Sadly, there was an entire plethora of brands that failed even when it came to neat embroideries and appealing silhouettes. There were plenty of cancans merrily peeping out from beneath lehngas, sometimes so prominent that they looked like trails!

There was a veritable bonanza of untidy, gaudy embellishments and strange styling, such as models’ faces completely covered with dangling beads! The modelling pool didn’t help — consisting of a gaggle of girls and boys with completely disparate heights, many of them barely managing their way down the ramp.
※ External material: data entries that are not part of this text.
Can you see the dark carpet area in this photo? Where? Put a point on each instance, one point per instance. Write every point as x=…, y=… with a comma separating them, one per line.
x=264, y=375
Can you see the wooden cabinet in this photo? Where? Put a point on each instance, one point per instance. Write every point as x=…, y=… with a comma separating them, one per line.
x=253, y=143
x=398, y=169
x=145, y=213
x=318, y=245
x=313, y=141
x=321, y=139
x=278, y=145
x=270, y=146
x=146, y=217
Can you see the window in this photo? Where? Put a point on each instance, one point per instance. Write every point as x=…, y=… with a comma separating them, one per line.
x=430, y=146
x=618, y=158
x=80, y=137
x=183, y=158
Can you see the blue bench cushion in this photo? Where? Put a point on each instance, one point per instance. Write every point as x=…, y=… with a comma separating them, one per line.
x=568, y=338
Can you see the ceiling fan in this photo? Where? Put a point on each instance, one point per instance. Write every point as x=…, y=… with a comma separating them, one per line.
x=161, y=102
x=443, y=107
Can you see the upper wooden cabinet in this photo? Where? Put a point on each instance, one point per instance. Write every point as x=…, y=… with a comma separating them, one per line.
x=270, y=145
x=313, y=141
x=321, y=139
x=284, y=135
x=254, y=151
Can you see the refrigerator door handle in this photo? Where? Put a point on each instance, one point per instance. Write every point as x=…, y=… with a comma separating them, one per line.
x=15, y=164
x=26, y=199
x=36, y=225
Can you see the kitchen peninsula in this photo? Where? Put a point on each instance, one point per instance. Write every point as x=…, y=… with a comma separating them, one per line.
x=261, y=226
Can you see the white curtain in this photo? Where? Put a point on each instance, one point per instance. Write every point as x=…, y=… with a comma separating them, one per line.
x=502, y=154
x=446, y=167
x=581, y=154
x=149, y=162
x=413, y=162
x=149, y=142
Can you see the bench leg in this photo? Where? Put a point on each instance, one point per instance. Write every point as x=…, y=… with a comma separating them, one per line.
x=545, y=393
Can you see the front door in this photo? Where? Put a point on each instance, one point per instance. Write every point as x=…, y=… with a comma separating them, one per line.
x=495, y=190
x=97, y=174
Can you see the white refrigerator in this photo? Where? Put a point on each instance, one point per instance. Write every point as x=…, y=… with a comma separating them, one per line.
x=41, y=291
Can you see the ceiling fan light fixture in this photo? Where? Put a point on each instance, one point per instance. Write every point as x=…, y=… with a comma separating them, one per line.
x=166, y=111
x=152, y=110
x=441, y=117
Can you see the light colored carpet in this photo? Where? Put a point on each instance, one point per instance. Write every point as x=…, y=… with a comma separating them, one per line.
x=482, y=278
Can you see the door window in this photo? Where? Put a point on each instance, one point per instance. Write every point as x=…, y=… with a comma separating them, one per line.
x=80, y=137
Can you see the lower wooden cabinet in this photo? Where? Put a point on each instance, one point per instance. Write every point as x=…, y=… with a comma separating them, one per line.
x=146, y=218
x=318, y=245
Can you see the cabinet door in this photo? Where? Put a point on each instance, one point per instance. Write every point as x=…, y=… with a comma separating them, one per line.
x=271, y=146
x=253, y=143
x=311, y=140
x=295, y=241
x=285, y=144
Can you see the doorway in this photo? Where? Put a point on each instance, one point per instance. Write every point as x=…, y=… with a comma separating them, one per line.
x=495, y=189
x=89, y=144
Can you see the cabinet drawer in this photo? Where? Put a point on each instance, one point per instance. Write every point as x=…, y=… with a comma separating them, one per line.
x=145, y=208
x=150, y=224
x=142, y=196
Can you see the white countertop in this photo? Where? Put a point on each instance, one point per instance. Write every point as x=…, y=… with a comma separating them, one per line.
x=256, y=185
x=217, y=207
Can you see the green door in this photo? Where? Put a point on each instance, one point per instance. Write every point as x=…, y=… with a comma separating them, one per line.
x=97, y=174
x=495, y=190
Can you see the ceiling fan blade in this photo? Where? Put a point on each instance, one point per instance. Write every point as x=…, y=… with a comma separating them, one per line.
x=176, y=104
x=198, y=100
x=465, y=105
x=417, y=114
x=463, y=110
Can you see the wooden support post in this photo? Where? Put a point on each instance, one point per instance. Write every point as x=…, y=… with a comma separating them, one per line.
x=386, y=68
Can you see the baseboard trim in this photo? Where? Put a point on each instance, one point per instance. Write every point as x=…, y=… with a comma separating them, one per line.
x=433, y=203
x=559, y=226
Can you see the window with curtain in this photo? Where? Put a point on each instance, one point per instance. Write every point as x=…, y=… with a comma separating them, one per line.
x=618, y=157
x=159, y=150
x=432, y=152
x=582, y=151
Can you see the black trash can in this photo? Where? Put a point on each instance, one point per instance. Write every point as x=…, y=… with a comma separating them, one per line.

To be fair, the designing blunders were not limited to the up-and-coming brands. One will not take names — and therefore, avoid a bloodbath — but even some of the most anticipated showcases featured an untidy sherwani, a badly stitched bodice and even a male model ambling down the catwalk in shoes that were clearly too big for him!

And then there were shows that were absolute bores, even more so because of the unimaginative music selected by the designers. Designers, please take note: while it is ideal that you come up with creative collections, if this is beyond your abilities, do try to uplift the general ennui induced by your collections by getting creative with the music.

But does all this mean that established ateliers should not try to showcase at BCW? Unless they have the wherewithal to splurge out on regular solo outings, it would not be business savvy if they don’t.

There was a time, long ago, when fashion council chairpersons — of both Karachi and Lahore — used to give a frequent explanations for including a few mediocre collections in the fashion week roster. They would say that when these struggling designers showcased alongside more established ones, they were able to realise how they could improve. When their work proceeded to get ridiculed and another’s got praised, they would make sure that they did better next time.

The BCW line-up has highs and lows. But, in the absence of fashion weeks, this could become the stage for showcasing the work of Pakistani fashion’s power players, for introducing new debutantes along with some, sadly, ghastly collections. Maybe, like the fashion councils used to suggest, the ghastly ones will improve when they see the work of the better designers.

Also, maybe, just maybe, with more of fashion’s ‘it’ crowd coming on board, the Hum TV Network will decide to revive Hum Showcase, the platform dedicated entirely to original, creative fashion, which receded into the shadows following the shrinking budgets in a post-Covid-19 Pakistan.

Searching out the few stars in a sea of blingy mediocrity, cheering for the few spurts of originality seen in a mostly generic design-scape, it seems we’re back to square one in the case of Pakistani fashion.

But if it weren’t for BCW, we wouldn’t even be there.